I've been working on applications of linear response theory to condensed matter systems, and I've got quite far into the literature on the subject. However, there is an identity which seems to be quoted everywhere that I'm having trouble reproducing, and I would like to understand what exactly I'm missing. The statement is the following:

Suppose we have a system described by a time-independent Hamiltonian $H_{0}$. Now we add a weak perturbation, and assume it is of the form $f(t)O_{1}$, where $O_{1}$ is an operator which describes the perturbed quantity. We also assume that the perturbation is turned on at a finite time $t_{s}$, i.e., $f(t<t_{s}) = 0$. Setting $H(t) = H_{0}+f(t)O_{1}$, we can write down the time evolution of a state $|\psi\rangle$ which is an eigenstate of $H_{0}$:

$$|\psi(t)\rangle = T\left(e^{-i\int_{-\infty}^{t}dt'H(t')}\right)|\psi\rangle$$

where $T$ is a time-ordering operator. To first order in $f(t)$, this can be written as

$$|\psi(t)\rangle \approx e^{-i\int_{-\infty}^{t}dt'H_{0}}|\psi(t)\rangle -i\int_{-\infty}^{t}dt'f(t')e^{-iH_{0}(t-t')}O_{1}e^{-iH_{0}(t'-(-\infty))}|\psi\rangle$$

This is the claim that I'm having difficulty verifying. Since we can't say anything about how $O_{1}$ commutes (or fails to commute) with $H$, I've been stuck for a while. Most of my attempts fail to reproduce this identity. Does anyone have a suggestions for how to proceed?

Also for those who are curious regarding which sources use this fact, you might look at Xiao-Gang Wen's book (Quantum Field Theory of Many-Body Systems), Chapter 2.

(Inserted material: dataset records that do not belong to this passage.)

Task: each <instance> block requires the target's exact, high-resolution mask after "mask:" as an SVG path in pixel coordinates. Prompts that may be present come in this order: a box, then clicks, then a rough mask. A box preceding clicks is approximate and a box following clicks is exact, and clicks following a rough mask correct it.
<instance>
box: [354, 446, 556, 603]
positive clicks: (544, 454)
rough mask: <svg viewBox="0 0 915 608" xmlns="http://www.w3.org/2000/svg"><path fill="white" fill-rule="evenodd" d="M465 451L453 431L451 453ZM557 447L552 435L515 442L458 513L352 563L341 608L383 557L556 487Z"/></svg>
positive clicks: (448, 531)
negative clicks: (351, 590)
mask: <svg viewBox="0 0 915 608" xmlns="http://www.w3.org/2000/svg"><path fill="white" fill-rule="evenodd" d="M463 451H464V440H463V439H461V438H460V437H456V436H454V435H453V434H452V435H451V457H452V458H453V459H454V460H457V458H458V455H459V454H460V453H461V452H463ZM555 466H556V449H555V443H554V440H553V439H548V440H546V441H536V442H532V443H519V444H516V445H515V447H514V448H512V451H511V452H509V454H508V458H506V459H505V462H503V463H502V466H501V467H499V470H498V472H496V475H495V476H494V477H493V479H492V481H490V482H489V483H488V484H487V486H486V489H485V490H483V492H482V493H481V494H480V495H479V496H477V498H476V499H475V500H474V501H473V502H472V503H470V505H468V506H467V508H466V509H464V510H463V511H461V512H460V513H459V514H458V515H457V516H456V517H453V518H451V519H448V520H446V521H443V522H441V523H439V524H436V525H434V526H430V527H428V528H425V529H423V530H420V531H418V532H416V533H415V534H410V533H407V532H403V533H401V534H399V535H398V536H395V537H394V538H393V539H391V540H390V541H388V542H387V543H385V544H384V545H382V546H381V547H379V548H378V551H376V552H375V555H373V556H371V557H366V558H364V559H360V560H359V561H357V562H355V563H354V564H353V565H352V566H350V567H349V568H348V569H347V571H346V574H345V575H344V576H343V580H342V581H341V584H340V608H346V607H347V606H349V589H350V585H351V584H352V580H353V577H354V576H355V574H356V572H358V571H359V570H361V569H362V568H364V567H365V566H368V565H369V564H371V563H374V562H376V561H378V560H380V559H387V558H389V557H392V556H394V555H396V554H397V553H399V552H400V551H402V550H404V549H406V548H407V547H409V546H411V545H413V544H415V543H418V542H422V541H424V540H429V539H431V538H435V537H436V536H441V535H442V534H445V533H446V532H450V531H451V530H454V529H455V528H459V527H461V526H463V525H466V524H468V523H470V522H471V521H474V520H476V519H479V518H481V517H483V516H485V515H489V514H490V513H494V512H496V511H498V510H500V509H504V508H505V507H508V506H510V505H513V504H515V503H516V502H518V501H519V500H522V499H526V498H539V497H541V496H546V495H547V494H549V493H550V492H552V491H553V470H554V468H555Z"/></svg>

We start from the equation of time evolution: $$|\psi(t)\rangle = T\left(e^{-i\int_{-\infty}^{t}dt'H(t')}\right)|\psi\rangle$$
Now, we need to evaluate the exponential with the following Hamiltonian: $$H(t) = H_0 + f(t)O_1$$ while paying attention to the time ordering.
To do this, for convenience, let us consider the (time-ordered) exponential part alone, and express the integral as a Riemann sum (with the limit implicitly assumed): $$T (e^{-i \sum_{j} \Delta t_j (H_0+f(t_j)O_1)})$$ $$= \prod_{j} e^{-i \Delta t_j (H_0+f(t_j)O_1)}$$ where the time ordering is implicitly assumed in the product: we act with the lower $j$ factors first (i.e. on the right), then go to higher values of $j$. Now, as the perturbation $f(t_j)O_1$ is weak at all times, we can re-express each exponential factor as follows (where we neglect the commutator between $-i\Delta t_j H_0$ and $-i\Delta t_j f(t_j) O_1$, which is second order in $\Delta t_j$): $$\prod_{j} e^{-i \Delta t_j H_0} ( 1 - i \Delta t_j f(t_j) O_1 )$$ $$= e^{-i \sum_{j} \Delta t_j H_0} - i \sum_{j}\Delta t_j (\prod_{k\geq j} e^{-i \Delta t_k H_0})f(t_j)O_1 (\prod_{k \lt j} e^{-i \Delta t_k H_0})$$ $$= e^{-i \sum_{j} \Delta t_j H_0} - i \sum_{j}\Delta t_j (e^{-i \sum_{k\geq j} \Delta t_k H_0})f(t_j)O_1 (e^{-i \sum_{k\lt j}\Delta t_k H_0})$$ where, in the second line, we are neglecting terms that go as the square of $f(t_j)$ or higher. We can now convert this back to integrals and substitute it in the equation of time evolution: $$|\psi(t)\rangle = \left( e^{-i\int_{-\infty}^{t}dt'H_{0}}-i\int_{-\infty}^{t}dt'f(t')e^{-i\int_{t'}^{t} dt'' H_0}O_{1}e^{-i\int_{-\infty}^{t'}dt'' H_{0}} \right) |\psi\rangle$$ $$\implies |\psi(t)\rangle = \left( e^{-i\int_{-\infty}^{t}dt'H_{0}} -i\int_{-\infty}^{t}dt'f(t')e^{-iH_{0}(t-t')}O_{1}e^{-iH_{0}(t'-(-\infty))} \right) |\psi\rangle$$ This is the required expression. In the last step, we replaced the integrals of $H_0$ in the second term with simple products of $H_0$ with the time interval. This is possible because $|\psi\rangle$ is an eigenstate of $H_0$, and the effect of this replacement is only first order in $f(t)O_1$, which makes it a second order correction to $|\psi(t)\rangle$. Observe that it is because of the time ordering that we did not need to worry about the commutator of $O_1$ with $H$ in the later steps.